What is the difference between PgBouncer session mode and transaction mode for connection pooling?

In session mode, a client holds a dedicated server connection for its entire connected lifetime, even when idle. In transaction mode, PgBouncer borrows a server connection only for the duration of each transaction and returns it immediately after — allowing far more concurrent clients to share a smaller number of real Postgres connections.

Why do I keep seeing 'idle in transaction' connections piling up on my Postgres cluster?

Idle-in-transaction connections appear when application code opens a database transaction but fails to commit or rollback before going idle — typically because an exception was thrown and not properly handled. Ensure every transaction is wrapped in a try/finally or context manager block that guarantees rollback on error.

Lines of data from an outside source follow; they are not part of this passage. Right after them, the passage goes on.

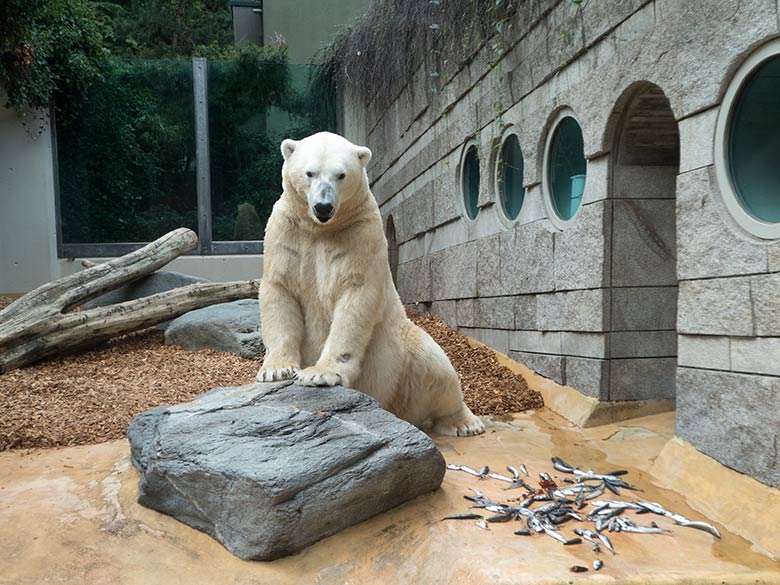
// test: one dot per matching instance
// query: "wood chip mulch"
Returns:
(91, 396)
(488, 387)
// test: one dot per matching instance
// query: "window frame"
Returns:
(747, 221)
(547, 195)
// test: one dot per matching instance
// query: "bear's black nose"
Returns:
(323, 211)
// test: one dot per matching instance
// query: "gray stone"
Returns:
(269, 469)
(757, 355)
(644, 309)
(643, 243)
(594, 345)
(581, 255)
(624, 344)
(525, 312)
(733, 418)
(152, 284)
(454, 272)
(704, 351)
(719, 306)
(588, 376)
(414, 280)
(233, 327)
(549, 366)
(765, 292)
(642, 379)
(708, 242)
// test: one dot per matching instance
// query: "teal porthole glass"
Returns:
(566, 168)
(753, 144)
(470, 181)
(509, 176)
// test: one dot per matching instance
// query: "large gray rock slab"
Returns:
(268, 469)
(152, 284)
(232, 327)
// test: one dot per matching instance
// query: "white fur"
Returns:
(330, 312)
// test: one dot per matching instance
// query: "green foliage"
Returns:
(48, 48)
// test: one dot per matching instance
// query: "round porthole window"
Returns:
(469, 180)
(748, 139)
(509, 177)
(564, 169)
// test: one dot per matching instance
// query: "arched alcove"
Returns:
(643, 276)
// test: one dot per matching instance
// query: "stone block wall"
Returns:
(652, 290)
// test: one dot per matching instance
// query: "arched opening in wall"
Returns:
(392, 249)
(643, 296)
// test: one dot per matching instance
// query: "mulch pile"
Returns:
(488, 387)
(91, 396)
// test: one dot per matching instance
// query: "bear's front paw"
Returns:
(276, 372)
(318, 376)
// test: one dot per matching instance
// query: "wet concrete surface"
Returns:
(70, 516)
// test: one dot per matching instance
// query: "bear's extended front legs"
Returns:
(354, 318)
(282, 327)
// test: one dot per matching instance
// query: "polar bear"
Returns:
(330, 312)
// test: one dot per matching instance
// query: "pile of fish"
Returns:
(546, 508)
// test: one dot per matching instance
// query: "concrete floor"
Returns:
(70, 516)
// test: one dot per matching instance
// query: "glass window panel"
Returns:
(252, 108)
(510, 173)
(567, 168)
(126, 158)
(754, 143)
(470, 182)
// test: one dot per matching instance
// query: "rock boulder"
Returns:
(268, 469)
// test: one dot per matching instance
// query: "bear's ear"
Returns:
(288, 147)
(364, 155)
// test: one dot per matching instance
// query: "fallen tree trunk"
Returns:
(37, 325)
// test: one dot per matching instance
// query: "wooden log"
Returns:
(71, 331)
(31, 314)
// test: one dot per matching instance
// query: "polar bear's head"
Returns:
(326, 169)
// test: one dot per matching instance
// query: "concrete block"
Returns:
(595, 345)
(642, 344)
(733, 418)
(525, 312)
(643, 243)
(644, 309)
(642, 379)
(526, 255)
(697, 137)
(704, 351)
(758, 355)
(535, 341)
(454, 272)
(588, 376)
(414, 280)
(488, 267)
(446, 310)
(644, 182)
(719, 306)
(496, 338)
(765, 292)
(708, 242)
(549, 366)
(581, 251)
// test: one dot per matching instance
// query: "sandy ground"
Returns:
(70, 516)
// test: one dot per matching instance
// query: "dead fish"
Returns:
(701, 526)
(462, 517)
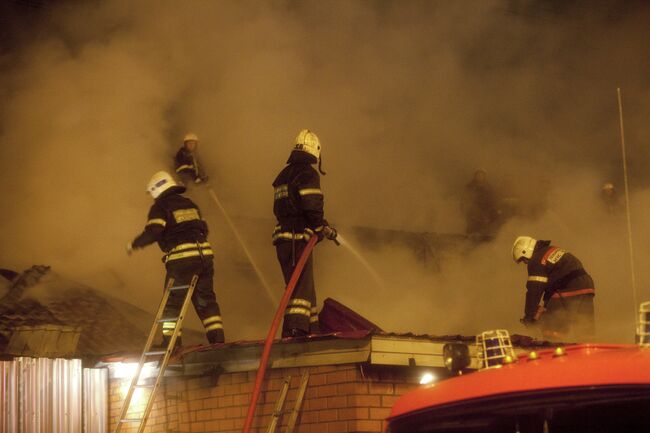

Will switching PgBouncer to transaction mode break my existing application?

Transaction mode breaks applications that rely on session-level Postgres features such as advisory locks, temporary tables that persist across transactions, or SET LOCAL configuration changes. Audit your codebase for these patterns before switching; if you use them, you can keep those specific connections in session mode while moving the rest to transaction mode.

How many connections should I set the PgBouncer pool size to on DigitalOcean?

Start by finding your Postgres max_connections value, subtract 3–5 for admin and monitoring use, and use the remainder as your pool ceiling across all pools. In transaction mode, that pool can serve far more simultaneous application connections than the raw number suggests, so resist the urge to set it equal to your total thread or process count.